There's been a spate of useful education reports coming out of various state groups.
Visions of a new Delaware
A recent report on the state's educational prospects is getting a decent bit of attention up in Delaware. Dubbed "Vision 2015," there is actually a bit of vision to be found in it, making it better reading than most other reports of the "We must take action!" subgenre. Still, Vision 2015's scope is as broad as can be, with topics running the gamut from school accountability to the umpteenth recommendation to adopt universal pre-K.
On teacher quality, the report suggests revising the state's formal evaluation process to include "measures of gains in student achievement, student and parent feedback, and skills as observed by trained in-class evaluators." Right idea, certainly--but the suggestion is without teeth unless the state makes student achievement gains the preponderant criterion of a teacher's evaluation. In fact, Delaware's current evaluation instrument already factors in "student improvement," but the state only requires that it be given equal weight among five other indicators. Evaluations like these make it possible for horrible teachers to keep their jobs provided they earn a high rating on other categories, like showing up to faculty meetings, demonstrating a great team spirit and getting along with parents.
Vision 2015 would also have Delaware adopt statewide bonuses and incentives for teachers who improve student learning and take hard-to-fill positions. Another right idea, but unfortunately they recommend that these go on top of a statewide salary schedule, which is not likely to help districts attract much-needed math and science teachers without having to raise salaries for all teachers. Moreover, it would preclude serious compensation reforms like cutting down on the dollars spent rewarding teachers who get master's degrees that bring no measurable benefit to teaching. One step forward, two steps back.
Shining a very, very bright light
Colorado's Alliance for Quality Teaching has produced a useful study on the state of teaching in the Centennial State. Shining the Light lives up to its name by doing some serious teacher data analysis on the state's school districts. The report supplies a wealth of granular data on the distribution of teacher experience, qualifications, and salaries by district for the entire state, as well as providing useful information on where the state's teachers are prepared and how its teacher supply looks for the future. While Colorado doesn't share other states' broad shortage woes, it too is facing difficulty finding qualified math teachers.
Gold stars for the Golden State
The Center for the Future of Teaching and Learning presents a rundown of important trends in teacher preparation, evaluation, and recruitment in California. The report includes useful summaries of the Golden State's education policy past and future, including projected funding on various types of professional development programs.
Included is a lot of good information on an important piece of legislation passed this October, Senator Jack Scott's SB 1209. The bill requires the state to reduce bureaucratic obstacles for teachers who want to teach in California and allow teachers to submit equivalent scores on tests like the GRE in lieu of taking the heretofore mandatory C-BEST basic skills test. Most intriguing of all is the bill's requirement that new teachers pass a performance assessment before they enter the classroom.

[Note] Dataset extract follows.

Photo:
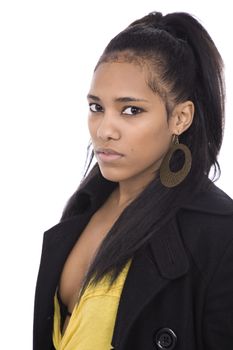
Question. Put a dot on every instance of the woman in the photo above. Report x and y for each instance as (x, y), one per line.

SB 1209 also folds the state's RICA reading instruction exam into this assessment.
Texas treasure trove
Out of the Longhorn State comes the most readable of the bunch, the Governor's Business Council's Excellence in the Classroom: Bolstering Teacher Effectiveness. The report's thankfully brief 15 pages contain a bevy of good ideas about everything from teacher prep to alternate route programs, connecting the dots between them in an admirably sensible way.
While a lot of state reports call for more and better data, too few of them articulate the need for better data as the first order of business to improve the evaluation of teachers. The report speaks eloquently about this issue: "In Texas, as in other states, teacher evaluation is currently inadequate and insufficient. It relies more on inputs and efforts than on results and effectiveness. Further, it often blesses certain faddish and unproven pedagogies, such as "learner-centered instruction." The report is right as rain on this. An important point they miss, that would have helped their case, is that Texas allows veteran teachers to go up to five years without an evaluation.
There are other notable suggestions, such as the idea of collecting data on teachers' other professional experience in order to collect better data on alternate route teachers and the impact their experience may have. The Governor's Business Council also takes on other vital topics not addressed often enough, like the need to collect data on the murky world of professional development--and the need to assess its effectiveness by tracking the effectiveness of teachers taking different kinds of PD. All in all, it's a nice little primer on what's needed to overhaul state policy.